Friday 12 May 2023

THE WRONG HORSE: Theatre Review

WHAT: The Wrong Horse
WHEN: 10 - 14 May 2023
WHERE: The MC Showroom (Main Stage)
WRITTEN BY: Marty MonStar
DIRECTED BY: Marion Arditti
DESIGNED BY: Sylvia Shao
PERFORMED BY: Brigitte Jarvis, Darren Mort, Graham Murray, Dom Phelan, and Ian Rooney

Dom Phelan, Brigitte Jarvis and Graham Murray - photo supplied

Delightful. This is not the coolest word in the dictionary, but it is the best word to describe The Wrong Horse now playing at The MC Showroom in Prahran.

I hear a lot of men bemoaning not being allowed to tell other people's stories these days, and complaining that leaves them nothing to write about. Those men need to look at the work of writers such as Marty MonStar and Shane Grant. Writers such as these two are showing us how many 'mens' stories there are which haven't been told. Stories which show us all that secret men's business they keep hidden from the rest of us in order to appear tough and stong and leaders. We are finally getting to see real men in all their glory, with all their flaws, all their sensitivity, and all their absurdity.

The Wrong Horse is a story which celebrates the Australian bloke in all his iterations. There is Noddy (Darren Mort) the tough thug, Big Ears (Dom Phelan) the nervous no-hoper, and a plethora of smaller characters surrounding them. Set in Footscray and surrounds, these two blokes form an unlikely pair of small time crooks who knock about together outside of 'working' hours. 

On this very early Tuesday morning Big Ears wakes Noddy full of nervous energy and an inability to sleep. He convinces Noddy to go to the races at Werribee with him. When they get there a gnomelike stable hand (Ian Rooney) gives him a tip. Unfortunately, Noddy has a form of numeral dyslexia. Fortunately for Noddy he is an unnaturally lucky son of a gun. In act 2 we get to see Noddy and Big Ears plying their illegitimate trade. The question is, will their experiences at the race track be mirrored in their working life or are there darker days ahead for this very odd couple from Fitzroy?
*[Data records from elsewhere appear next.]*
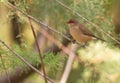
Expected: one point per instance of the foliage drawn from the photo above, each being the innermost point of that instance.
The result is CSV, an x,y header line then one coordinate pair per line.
x,y
101,64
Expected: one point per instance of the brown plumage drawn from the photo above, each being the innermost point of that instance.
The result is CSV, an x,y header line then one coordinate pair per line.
x,y
79,32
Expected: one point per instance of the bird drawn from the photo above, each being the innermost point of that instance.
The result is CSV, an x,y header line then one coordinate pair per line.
x,y
80,33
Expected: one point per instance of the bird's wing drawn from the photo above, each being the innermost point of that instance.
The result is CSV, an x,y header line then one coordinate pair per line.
x,y
85,31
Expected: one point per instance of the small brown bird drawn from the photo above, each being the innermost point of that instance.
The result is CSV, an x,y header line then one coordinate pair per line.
x,y
79,32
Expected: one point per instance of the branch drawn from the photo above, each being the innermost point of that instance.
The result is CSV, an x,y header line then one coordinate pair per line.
x,y
39,22
27,63
91,23
38,48
68,65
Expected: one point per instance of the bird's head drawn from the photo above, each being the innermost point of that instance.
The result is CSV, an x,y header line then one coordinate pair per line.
x,y
72,21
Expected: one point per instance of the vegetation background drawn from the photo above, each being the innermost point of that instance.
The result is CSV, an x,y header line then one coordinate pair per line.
x,y
98,61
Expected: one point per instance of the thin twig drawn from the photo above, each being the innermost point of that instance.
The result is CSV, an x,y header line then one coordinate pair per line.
x,y
26,62
69,64
8,78
39,22
61,46
93,24
39,51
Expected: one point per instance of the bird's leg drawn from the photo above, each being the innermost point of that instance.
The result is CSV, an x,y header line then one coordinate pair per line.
x,y
73,41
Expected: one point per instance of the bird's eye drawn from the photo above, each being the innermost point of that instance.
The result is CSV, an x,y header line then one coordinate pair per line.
x,y
71,21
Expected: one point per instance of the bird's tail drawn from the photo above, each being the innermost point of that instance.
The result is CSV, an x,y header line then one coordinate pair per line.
x,y
99,38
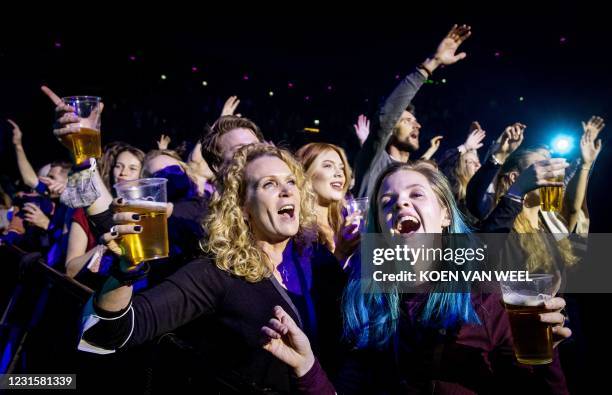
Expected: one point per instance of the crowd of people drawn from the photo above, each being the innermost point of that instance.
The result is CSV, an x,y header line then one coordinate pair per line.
x,y
263,274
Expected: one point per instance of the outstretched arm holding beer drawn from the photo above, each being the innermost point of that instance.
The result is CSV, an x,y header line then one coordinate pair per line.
x,y
66,122
116,296
590,146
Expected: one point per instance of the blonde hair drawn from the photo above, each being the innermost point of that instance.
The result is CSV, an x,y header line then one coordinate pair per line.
x,y
307,155
230,240
533,243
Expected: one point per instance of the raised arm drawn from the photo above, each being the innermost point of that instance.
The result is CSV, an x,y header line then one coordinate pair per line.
x,y
402,96
28,175
577,187
66,119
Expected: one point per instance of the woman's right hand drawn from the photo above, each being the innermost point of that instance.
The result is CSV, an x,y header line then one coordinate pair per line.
x,y
287,342
66,119
540,174
124,225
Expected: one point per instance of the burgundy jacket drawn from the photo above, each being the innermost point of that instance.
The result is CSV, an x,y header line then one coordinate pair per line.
x,y
472,359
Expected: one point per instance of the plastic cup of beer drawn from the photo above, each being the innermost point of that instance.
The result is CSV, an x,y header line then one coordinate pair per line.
x,y
524,302
85,141
147,197
360,206
551,198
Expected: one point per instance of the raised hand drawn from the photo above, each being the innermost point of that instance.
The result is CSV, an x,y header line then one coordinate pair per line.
x,y
540,174
163,142
66,119
35,216
362,128
475,137
17,134
589,148
434,144
230,106
54,186
348,238
509,141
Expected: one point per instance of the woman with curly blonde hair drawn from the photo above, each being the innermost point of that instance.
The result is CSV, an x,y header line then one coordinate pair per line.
x,y
260,253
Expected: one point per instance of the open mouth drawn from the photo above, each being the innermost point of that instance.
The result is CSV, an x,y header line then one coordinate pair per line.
x,y
337,185
407,224
287,211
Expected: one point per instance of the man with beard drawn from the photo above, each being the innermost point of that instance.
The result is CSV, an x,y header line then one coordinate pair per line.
x,y
398,131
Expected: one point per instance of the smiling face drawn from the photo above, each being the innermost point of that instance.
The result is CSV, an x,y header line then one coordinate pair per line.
x,y
127,167
272,202
406,132
327,173
408,205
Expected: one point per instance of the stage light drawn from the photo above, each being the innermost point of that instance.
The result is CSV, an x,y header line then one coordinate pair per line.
x,y
562,144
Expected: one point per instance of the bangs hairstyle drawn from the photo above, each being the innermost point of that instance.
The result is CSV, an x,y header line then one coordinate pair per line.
x,y
172,154
307,155
210,141
109,160
231,241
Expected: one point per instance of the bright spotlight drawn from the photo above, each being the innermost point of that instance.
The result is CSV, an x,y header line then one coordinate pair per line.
x,y
562,144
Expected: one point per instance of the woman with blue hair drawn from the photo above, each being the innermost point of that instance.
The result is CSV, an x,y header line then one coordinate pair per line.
x,y
441,341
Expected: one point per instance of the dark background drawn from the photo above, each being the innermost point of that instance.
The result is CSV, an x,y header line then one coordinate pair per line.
x,y
557,59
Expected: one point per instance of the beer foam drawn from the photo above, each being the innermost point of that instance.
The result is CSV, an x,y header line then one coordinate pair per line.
x,y
147,204
525,300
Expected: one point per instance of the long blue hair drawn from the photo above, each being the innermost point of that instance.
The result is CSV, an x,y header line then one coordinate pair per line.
x,y
370,316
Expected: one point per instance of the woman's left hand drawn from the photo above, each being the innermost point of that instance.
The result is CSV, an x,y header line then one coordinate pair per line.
x,y
557,319
348,238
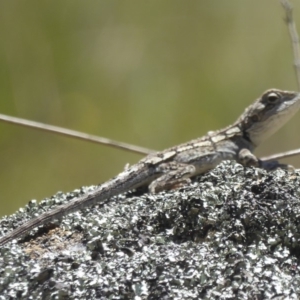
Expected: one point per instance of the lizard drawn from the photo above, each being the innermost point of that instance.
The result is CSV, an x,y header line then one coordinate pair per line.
x,y
174,167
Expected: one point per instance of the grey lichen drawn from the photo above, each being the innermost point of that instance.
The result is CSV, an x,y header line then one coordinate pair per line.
x,y
231,234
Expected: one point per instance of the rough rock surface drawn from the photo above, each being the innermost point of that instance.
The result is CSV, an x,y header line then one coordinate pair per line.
x,y
234,233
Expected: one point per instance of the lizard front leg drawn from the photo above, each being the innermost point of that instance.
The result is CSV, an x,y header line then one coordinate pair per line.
x,y
173,175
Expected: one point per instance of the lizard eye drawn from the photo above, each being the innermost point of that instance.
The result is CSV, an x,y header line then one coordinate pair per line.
x,y
254,118
273,97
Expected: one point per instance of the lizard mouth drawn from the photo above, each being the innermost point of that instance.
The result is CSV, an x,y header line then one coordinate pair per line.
x,y
274,118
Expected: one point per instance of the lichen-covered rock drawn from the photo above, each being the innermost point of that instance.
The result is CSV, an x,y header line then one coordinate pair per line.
x,y
232,234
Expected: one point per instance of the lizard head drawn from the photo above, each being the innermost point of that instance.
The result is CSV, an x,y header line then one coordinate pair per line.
x,y
268,113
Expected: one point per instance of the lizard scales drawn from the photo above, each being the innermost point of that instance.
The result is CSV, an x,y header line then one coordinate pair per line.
x,y
175,166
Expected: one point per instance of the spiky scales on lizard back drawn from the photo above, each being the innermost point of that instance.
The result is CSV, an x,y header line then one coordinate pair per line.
x,y
175,166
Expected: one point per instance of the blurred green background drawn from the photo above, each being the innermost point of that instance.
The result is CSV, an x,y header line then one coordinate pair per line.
x,y
153,73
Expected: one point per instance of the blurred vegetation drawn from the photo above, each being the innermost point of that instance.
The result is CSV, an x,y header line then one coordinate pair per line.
x,y
153,73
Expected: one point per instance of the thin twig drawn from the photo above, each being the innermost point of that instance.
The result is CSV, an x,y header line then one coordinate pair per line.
x,y
281,155
75,134
294,37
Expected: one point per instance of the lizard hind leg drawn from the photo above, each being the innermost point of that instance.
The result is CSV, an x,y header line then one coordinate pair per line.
x,y
174,175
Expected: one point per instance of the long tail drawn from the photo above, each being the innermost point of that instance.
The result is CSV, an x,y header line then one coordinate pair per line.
x,y
129,179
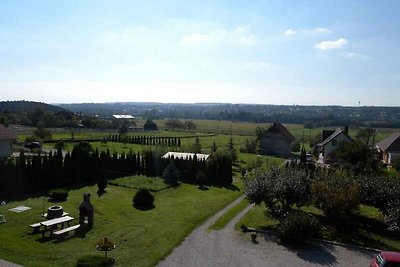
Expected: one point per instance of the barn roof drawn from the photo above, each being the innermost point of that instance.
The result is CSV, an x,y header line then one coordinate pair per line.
x,y
335,134
5,133
392,143
278,128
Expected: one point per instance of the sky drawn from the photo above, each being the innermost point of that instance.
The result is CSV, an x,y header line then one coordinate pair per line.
x,y
324,52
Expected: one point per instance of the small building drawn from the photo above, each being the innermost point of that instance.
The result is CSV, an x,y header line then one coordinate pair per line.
x,y
277,140
389,148
7,138
330,141
185,156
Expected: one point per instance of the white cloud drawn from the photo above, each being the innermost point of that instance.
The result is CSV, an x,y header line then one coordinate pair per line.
x,y
290,32
241,36
356,55
195,38
322,30
329,45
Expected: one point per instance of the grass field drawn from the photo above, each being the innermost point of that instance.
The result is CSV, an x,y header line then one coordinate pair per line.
x,y
142,238
368,230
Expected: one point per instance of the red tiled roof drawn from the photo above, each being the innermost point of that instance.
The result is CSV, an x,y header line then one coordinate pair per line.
x,y
6,134
392,143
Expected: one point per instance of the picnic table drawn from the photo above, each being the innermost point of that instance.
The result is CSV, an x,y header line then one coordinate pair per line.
x,y
51,225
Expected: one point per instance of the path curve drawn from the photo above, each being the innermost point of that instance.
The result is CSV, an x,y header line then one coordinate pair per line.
x,y
228,247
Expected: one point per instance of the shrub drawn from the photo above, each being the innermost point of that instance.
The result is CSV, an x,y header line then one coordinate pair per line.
x,y
338,196
143,198
278,189
58,195
94,261
59,145
296,227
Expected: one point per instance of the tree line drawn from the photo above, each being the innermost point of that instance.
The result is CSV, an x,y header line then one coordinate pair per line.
x,y
143,140
28,175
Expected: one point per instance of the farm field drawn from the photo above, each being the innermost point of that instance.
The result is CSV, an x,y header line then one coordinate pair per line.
x,y
142,237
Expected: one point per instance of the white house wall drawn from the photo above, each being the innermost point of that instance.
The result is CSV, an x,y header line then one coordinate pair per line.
x,y
329,147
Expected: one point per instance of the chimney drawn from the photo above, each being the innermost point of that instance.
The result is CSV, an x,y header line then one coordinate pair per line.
x,y
346,129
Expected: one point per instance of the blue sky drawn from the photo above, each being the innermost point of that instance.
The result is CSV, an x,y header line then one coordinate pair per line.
x,y
269,52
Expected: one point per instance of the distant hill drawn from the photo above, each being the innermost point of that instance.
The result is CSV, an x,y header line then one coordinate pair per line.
x,y
31,113
310,116
28,106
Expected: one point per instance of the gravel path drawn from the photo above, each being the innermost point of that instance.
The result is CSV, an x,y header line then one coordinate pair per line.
x,y
233,248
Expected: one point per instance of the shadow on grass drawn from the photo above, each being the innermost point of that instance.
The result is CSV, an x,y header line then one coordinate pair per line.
x,y
321,254
144,208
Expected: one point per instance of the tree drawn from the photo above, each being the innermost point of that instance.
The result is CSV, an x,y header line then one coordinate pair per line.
x,y
197,145
366,135
337,195
190,126
278,189
214,147
123,129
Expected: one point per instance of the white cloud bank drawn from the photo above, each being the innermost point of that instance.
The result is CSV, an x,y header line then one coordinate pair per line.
x,y
290,32
329,45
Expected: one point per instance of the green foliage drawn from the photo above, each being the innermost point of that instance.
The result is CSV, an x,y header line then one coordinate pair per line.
x,y
297,227
250,146
358,155
94,261
295,146
279,189
196,148
337,195
58,195
143,198
171,175
59,145
190,125
150,126
201,178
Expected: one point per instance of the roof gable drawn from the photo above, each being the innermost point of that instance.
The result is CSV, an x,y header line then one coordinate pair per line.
x,y
5,133
392,143
278,128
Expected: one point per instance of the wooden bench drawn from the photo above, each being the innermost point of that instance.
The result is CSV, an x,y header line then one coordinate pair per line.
x,y
64,232
36,227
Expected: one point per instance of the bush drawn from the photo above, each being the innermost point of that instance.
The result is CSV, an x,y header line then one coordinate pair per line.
x,y
338,196
143,198
296,227
58,195
279,189
94,261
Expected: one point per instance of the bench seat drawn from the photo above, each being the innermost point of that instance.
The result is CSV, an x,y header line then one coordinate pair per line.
x,y
66,230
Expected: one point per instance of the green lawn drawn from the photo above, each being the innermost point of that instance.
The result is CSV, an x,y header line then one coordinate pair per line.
x,y
137,181
142,238
229,215
368,227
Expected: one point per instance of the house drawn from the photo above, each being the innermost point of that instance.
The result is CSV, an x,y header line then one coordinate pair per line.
x,y
389,148
185,156
330,141
6,140
276,140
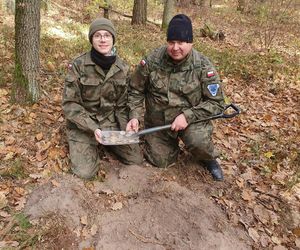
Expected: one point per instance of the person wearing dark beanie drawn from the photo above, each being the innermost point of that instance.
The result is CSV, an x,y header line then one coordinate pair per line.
x,y
180,29
180,87
95,99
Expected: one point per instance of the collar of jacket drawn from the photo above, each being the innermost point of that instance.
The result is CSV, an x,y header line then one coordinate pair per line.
x,y
88,61
186,64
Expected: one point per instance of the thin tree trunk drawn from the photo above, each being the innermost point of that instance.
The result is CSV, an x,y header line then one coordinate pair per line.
x,y
139,14
27,46
169,10
241,5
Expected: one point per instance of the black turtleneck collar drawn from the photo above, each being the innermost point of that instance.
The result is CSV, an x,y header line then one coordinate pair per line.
x,y
101,60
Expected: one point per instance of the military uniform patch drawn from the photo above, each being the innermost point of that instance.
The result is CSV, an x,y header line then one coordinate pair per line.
x,y
213,88
210,73
143,62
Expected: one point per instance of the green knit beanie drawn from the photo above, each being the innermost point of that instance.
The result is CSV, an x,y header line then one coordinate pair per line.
x,y
102,24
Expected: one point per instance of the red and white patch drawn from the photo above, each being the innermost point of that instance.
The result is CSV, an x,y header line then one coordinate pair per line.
x,y
210,73
143,62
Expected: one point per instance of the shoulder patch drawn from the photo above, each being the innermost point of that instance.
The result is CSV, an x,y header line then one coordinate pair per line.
x,y
210,73
143,62
213,88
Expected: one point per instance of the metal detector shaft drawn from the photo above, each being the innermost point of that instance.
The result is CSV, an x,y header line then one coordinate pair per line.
x,y
221,115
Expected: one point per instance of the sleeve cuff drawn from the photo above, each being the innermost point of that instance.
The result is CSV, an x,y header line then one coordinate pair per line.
x,y
189,115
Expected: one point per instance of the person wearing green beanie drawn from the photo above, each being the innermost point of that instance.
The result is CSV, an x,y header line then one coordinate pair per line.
x,y
95,99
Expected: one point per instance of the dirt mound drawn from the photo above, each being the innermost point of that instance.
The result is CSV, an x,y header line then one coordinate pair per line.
x,y
134,208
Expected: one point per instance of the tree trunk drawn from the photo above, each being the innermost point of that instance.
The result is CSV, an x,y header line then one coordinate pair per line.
x,y
9,6
139,14
169,10
27,46
106,8
241,5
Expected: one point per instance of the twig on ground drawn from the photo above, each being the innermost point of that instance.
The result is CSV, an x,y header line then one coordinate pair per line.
x,y
145,240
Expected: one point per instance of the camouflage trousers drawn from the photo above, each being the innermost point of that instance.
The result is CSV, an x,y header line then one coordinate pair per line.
x,y
85,153
161,148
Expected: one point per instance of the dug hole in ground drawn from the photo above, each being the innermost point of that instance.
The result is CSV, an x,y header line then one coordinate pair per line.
x,y
136,207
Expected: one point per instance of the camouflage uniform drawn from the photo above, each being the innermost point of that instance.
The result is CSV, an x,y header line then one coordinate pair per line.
x,y
171,89
91,100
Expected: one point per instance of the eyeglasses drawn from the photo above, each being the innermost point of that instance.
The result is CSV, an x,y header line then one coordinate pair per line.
x,y
104,37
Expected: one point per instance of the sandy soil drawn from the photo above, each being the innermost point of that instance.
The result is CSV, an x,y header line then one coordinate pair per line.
x,y
135,207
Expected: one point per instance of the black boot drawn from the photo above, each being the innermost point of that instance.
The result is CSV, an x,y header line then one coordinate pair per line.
x,y
214,168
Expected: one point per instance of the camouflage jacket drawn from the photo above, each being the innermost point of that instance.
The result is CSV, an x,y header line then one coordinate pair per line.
x,y
191,87
93,99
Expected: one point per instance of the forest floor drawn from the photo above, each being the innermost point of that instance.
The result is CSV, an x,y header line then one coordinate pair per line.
x,y
44,206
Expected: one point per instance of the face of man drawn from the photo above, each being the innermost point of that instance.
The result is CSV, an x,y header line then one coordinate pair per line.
x,y
178,50
103,42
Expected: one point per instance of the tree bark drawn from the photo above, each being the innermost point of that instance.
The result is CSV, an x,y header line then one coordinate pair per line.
x,y
169,10
27,46
139,14
241,6
9,6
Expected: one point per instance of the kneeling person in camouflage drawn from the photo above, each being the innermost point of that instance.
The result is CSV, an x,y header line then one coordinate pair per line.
x,y
179,86
95,98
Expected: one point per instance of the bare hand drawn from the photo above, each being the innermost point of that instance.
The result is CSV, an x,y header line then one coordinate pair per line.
x,y
179,123
133,125
98,135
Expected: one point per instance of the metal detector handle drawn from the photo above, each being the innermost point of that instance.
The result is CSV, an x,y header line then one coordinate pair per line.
x,y
223,115
154,129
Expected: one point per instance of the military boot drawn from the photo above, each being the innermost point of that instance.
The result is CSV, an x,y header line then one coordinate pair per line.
x,y
214,168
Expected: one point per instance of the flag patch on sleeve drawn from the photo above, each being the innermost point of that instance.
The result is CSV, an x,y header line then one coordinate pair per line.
x,y
143,62
213,88
210,73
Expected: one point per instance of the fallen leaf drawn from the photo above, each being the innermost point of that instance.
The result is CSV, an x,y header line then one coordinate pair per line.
x,y
297,242
35,176
3,200
55,183
117,206
296,231
280,248
3,92
39,136
10,140
9,156
94,229
276,240
4,214
247,195
83,220
20,204
20,191
269,154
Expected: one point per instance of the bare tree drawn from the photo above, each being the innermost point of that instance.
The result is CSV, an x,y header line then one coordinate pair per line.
x,y
169,9
9,6
139,14
241,5
27,46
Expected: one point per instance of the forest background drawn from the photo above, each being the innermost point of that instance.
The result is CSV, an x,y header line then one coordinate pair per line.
x,y
255,46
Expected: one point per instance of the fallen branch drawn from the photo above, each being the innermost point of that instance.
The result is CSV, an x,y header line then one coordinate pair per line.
x,y
145,240
12,222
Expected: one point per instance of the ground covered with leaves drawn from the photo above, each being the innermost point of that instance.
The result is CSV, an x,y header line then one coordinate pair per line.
x,y
43,205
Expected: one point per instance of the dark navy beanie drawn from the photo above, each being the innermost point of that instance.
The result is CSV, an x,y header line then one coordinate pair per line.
x,y
180,29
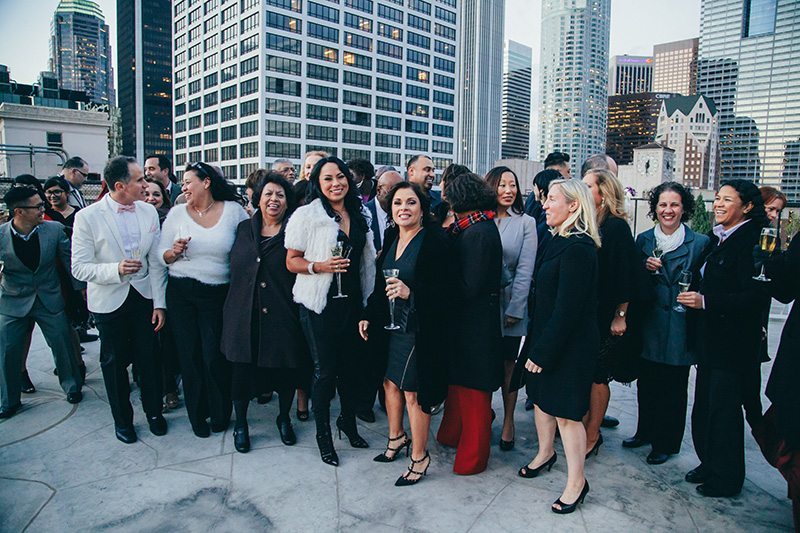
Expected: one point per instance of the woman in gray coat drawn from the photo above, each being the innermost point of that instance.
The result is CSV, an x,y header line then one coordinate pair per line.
x,y
667,351
518,235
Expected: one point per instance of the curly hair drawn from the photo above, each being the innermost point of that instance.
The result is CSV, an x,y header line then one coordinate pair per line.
x,y
687,200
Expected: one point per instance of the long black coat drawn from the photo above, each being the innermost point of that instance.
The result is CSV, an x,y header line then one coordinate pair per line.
x,y
431,289
563,337
476,361
730,325
782,387
261,322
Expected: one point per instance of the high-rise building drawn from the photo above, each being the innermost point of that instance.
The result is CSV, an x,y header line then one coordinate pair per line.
x,y
480,83
632,122
746,57
80,53
515,129
689,125
257,80
144,57
573,78
630,74
675,67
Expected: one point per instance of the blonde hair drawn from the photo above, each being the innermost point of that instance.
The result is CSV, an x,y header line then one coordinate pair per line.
x,y
318,153
612,192
582,220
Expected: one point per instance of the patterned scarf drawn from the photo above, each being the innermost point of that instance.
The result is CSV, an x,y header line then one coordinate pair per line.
x,y
473,218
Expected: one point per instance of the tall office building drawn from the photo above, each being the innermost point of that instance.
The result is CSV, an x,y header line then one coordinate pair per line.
x,y
573,78
675,67
480,83
515,129
256,80
80,53
630,75
144,57
746,57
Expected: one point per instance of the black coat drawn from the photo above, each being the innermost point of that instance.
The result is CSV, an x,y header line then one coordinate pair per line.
x,y
782,387
261,322
431,289
562,337
730,324
476,359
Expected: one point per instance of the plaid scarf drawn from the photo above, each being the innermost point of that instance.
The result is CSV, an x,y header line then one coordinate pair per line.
x,y
473,218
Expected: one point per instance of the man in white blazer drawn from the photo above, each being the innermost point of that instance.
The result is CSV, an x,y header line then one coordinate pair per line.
x,y
114,250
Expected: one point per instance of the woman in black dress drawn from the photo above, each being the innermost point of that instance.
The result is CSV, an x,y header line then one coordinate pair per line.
x,y
562,344
261,333
415,375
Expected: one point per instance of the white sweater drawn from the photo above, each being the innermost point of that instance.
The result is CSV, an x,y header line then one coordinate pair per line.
x,y
209,249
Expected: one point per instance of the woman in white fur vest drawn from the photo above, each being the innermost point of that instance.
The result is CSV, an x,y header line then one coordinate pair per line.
x,y
334,215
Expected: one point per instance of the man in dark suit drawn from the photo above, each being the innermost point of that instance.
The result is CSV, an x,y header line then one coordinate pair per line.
x,y
30,249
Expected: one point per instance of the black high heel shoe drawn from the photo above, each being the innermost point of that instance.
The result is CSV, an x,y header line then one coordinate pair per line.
x,y
383,458
530,473
348,427
326,451
404,481
567,508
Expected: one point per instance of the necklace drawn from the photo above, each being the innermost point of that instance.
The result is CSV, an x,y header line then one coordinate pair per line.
x,y
202,212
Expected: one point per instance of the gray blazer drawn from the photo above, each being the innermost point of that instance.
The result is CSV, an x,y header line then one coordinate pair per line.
x,y
666,337
518,235
20,286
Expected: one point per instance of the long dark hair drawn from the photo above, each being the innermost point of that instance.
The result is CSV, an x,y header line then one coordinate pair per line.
x,y
220,189
352,202
493,180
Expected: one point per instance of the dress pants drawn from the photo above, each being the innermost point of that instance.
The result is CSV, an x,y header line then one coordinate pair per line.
x,y
467,426
127,337
196,319
662,391
718,425
14,343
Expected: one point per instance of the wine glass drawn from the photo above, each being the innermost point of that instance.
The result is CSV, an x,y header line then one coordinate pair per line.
x,y
769,239
388,274
684,281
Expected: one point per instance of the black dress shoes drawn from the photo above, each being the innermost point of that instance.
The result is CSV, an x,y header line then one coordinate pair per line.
x,y
158,426
74,397
126,435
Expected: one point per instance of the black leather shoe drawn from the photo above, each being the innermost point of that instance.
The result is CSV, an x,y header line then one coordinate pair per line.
x,y
74,397
657,458
698,475
126,435
158,426
634,442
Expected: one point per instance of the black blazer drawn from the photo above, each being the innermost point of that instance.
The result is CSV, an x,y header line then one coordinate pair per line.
x,y
730,325
432,292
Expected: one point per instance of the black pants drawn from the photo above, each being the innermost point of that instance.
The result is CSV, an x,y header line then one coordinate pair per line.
x,y
127,337
662,391
718,425
330,338
196,320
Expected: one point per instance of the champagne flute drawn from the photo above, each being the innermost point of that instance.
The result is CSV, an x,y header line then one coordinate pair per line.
x,y
388,274
768,241
684,281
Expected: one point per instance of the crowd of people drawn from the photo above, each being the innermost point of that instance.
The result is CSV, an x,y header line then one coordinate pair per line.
x,y
348,281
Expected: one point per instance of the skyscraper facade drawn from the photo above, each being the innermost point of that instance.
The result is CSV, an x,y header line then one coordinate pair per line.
x,y
675,67
480,83
630,75
746,65
515,129
574,78
80,53
257,80
144,57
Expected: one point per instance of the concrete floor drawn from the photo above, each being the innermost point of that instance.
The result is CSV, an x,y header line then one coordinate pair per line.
x,y
61,469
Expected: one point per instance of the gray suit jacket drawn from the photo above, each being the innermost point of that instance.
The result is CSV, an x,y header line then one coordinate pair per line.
x,y
20,285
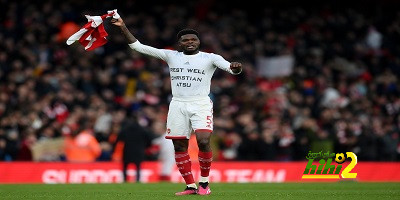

The Wrong Horse is a wonderful Australian comedy with all the flavour of Vegemite at its core. We meet all the best old mates from days of yore (and Rooney plays a lot of them!).The cast are a great ensemble and the extreme character definition they have found evidently comes from a core of love for these men being remembered and portrayed. I doubt if we will be seeing them in our writing for much longer so shows like The Wrong Horse are an important part of our cultural lexicon to be cherished.

MonStar has crafted an elegant play and Marion Arditti's direction lifts it into the extraordinary. Supported by a clever and minimalist design by Sylvia Shao, the men move from a flat in Footscray to a cars interior and to the Werribee racetrack and so on. On paper I would perhaps have thought this was too filmic and difficult to realise on stage. Arditti and Shao have found the magic formula though and have created a dynamic staging which just keeps on surprising. 

In my review of The Critical Marriage I commented on how I loved the director's use of the audience. The Wrong Horse takes it a step further and brings the audience into the racetrack to cheer on the races. It is cleverly done and my one bit of advice would be to try and find a way to do this in act 2. Act 2 is, by the very nature of what is happening, less visually stimulating so if the team could find a way to put the audience in the back seat of the car, perhaps, we would once again find ourselves in the middle of the action which would reignite our adrenaline and lift us for that wonderful catharsis at the end.

The cast were all amazing in the way they physically and verbally inhabited their caricatures. Rooney was incredible as he demonstrated he was a master of a thousand accents and Brigitte Jarvis' portrayal of stable hand Mary was possibly the funniest single moment in theatre this century! 

I was also thoroughly entranced by Phelan's portrayal of Big Ears. He had it all. The nervous twitches. The uncontrollable restlessness. The deer in a head lamp eyes. Utterly endearing. Mort was great as Noddy too but I do think MonStar has weighed that character down with too much wordiness. Would this tough guy really use all those words to say what he says?

The Wrong Horse is better than a Kinder Surprise. It is funny, clever, and more Australian that a Four and Twenty pie at the footy. As ocker as Maurie Fields, The Wrong Horse will bring smiles of rememberance along with gales of laughter to your face.